Dans les Laurentides, le Centre d’entraide Racine Lavoie a de son côté réalisé ses sessions de cuisine commune via Zoom. «Et il n’a pas été le seul, ajoute Marianne Brisebois. Ces partys de cuisine à distance ont été très populaires depuis un an, notamment parce que les enfants des membres des groupes n’avaient plus besoin de se faire garder et pouvaient en plus participer à la préparation des plats.» Quelques groupes ont même enregistré des capsules vidéo pour permettre à leurs membres de concocter en solo, étape par étape, des recettes.
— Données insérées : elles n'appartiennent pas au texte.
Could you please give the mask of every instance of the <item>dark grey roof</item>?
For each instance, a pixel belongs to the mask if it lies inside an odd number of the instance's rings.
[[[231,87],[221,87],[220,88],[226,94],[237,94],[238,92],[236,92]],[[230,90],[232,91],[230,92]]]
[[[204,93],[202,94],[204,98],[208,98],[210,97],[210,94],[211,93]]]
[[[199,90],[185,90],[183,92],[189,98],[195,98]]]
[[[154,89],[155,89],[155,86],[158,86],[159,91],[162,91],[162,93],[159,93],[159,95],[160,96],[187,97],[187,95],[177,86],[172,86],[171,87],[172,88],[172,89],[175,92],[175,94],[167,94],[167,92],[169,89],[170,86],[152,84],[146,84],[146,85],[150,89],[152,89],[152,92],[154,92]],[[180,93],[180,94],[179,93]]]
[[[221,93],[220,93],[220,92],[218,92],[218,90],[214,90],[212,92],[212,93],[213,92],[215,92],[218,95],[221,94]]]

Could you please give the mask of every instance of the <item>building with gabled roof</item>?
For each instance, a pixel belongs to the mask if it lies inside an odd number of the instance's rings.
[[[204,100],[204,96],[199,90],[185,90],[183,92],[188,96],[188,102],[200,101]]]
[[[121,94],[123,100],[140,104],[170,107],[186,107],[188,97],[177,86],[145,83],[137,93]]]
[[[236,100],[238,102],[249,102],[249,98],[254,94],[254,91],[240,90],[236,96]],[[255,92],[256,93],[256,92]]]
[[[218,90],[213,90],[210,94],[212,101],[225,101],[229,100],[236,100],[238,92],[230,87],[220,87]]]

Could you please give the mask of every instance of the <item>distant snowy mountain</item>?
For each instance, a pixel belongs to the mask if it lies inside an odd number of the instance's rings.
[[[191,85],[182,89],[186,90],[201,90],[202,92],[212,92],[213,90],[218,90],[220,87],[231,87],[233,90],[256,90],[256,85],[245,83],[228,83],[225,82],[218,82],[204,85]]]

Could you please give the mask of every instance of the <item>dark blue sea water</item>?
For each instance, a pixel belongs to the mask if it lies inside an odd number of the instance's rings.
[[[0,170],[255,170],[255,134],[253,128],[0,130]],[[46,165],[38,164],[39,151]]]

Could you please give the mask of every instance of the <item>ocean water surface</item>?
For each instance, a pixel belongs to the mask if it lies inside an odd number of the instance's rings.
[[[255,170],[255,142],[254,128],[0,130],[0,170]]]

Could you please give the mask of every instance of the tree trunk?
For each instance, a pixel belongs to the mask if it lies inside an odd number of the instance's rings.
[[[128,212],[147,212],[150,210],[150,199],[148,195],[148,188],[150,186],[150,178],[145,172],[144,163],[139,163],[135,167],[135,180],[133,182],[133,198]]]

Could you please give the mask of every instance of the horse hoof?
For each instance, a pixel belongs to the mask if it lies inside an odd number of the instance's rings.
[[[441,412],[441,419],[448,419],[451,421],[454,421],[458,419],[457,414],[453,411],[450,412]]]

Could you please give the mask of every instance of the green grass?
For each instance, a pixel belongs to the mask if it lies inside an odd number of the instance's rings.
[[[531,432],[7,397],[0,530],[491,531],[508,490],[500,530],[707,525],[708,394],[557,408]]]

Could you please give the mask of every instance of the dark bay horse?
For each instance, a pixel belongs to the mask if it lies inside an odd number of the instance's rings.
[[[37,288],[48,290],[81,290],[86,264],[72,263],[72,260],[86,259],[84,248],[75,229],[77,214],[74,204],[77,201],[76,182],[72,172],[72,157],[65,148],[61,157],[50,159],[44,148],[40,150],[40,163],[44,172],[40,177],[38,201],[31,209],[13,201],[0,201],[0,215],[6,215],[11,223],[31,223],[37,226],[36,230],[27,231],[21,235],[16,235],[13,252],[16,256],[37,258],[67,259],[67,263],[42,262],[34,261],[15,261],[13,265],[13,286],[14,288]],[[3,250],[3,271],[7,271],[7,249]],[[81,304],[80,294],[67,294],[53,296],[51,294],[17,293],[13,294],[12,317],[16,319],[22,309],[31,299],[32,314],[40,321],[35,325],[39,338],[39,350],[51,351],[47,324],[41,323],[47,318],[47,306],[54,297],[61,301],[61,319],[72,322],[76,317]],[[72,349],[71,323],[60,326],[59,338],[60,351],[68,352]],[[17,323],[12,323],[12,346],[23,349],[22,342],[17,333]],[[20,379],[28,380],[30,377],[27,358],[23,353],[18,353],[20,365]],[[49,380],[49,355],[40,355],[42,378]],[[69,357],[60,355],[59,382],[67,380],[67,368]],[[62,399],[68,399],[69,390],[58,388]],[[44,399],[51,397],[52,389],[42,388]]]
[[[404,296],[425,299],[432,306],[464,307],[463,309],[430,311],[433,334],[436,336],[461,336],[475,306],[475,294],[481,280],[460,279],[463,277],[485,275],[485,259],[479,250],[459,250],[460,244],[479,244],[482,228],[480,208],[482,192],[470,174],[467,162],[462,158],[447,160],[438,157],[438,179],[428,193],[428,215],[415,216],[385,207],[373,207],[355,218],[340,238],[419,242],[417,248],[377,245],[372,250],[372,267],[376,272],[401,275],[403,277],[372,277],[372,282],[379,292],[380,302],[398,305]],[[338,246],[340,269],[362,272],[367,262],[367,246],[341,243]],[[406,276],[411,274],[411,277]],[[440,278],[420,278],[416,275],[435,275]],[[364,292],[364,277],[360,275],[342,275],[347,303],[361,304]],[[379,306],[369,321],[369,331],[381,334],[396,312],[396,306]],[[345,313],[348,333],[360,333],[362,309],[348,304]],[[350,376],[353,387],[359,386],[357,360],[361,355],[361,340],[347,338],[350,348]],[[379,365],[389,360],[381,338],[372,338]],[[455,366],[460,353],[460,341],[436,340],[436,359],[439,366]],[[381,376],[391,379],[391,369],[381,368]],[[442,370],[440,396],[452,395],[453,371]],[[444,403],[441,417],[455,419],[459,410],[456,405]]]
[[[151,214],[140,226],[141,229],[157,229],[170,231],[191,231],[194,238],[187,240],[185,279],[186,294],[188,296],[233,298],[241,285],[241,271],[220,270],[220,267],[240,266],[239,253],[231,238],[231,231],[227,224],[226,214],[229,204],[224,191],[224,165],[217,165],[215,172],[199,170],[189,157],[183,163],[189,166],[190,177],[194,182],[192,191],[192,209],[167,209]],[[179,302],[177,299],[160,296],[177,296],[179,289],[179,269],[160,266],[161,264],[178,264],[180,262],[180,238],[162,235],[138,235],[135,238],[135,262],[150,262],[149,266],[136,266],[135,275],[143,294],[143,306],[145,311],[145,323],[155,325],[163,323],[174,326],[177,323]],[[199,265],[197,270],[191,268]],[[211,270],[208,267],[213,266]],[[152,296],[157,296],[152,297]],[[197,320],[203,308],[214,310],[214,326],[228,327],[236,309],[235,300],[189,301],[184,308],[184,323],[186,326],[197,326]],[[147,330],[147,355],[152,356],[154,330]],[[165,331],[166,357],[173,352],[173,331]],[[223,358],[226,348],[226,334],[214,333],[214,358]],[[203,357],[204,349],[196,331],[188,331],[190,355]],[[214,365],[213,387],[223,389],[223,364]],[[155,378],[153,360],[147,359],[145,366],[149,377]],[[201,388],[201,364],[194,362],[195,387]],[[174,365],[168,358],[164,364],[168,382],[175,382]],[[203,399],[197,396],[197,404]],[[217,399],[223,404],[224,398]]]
«Nous avons aussi constaté que depuis le début de la pandémie, les demandes d’informations et les inscriptions de nouveaux groupes se sont multipliées», indique Mme Brisebois, dont le regroupement fournit des formations pour créer un groupe de cuisine collective, en plus d’organiser des activités et de soutenir les groupes adhérents. «Ces nouveaux groupes peuvent être motivés par l’idée de contrer l’insécurité alimentaire, qui a gagné du terrain depuis un an, mais aussi par le désir de cuisiner, qui a fait un retour en force dans les activités des Québécois.»

@cuisine collective du Fonds communautaire Des Chenaux

Retour à la (nouvelle) normale

Les cuisines collectives sont donc promises à un bel avenir au Québec. Selon la grandeur et la capacité des locaux qu’elles utilisent, un retour à la normale se fera graduellement au fil de l’allègement des contraintes sanitaires. «Mais je peux vous dire une chose, c’est que les membres de tous les groupes ont hâte de revenir derrière les fourneaux! soutient Marianne Brisebois. Beaucoup de témoignages que nous avons reçus au cours de la dernière année montrent à quel point les gens ont hâte de cuisiner, mais surtout de se revoir.»

Et pour accompagner cette renaissance, le RCCQ vient d’inaugurer un nouveau logo affichant les valeurs solidaires et rassembleuses d’un mouvement qui ne cesse de nous étonner par son dynamisme. Alors, à l’heure où il est plus que jamais question d’entraide, de locavorisme et de socialisation citoyenne, pourquoi ne pas vous aussi succomber à l’appel des cuisines collectives? Nul doute que vous en trouverez une qui vous séduira non loin de votre domicile.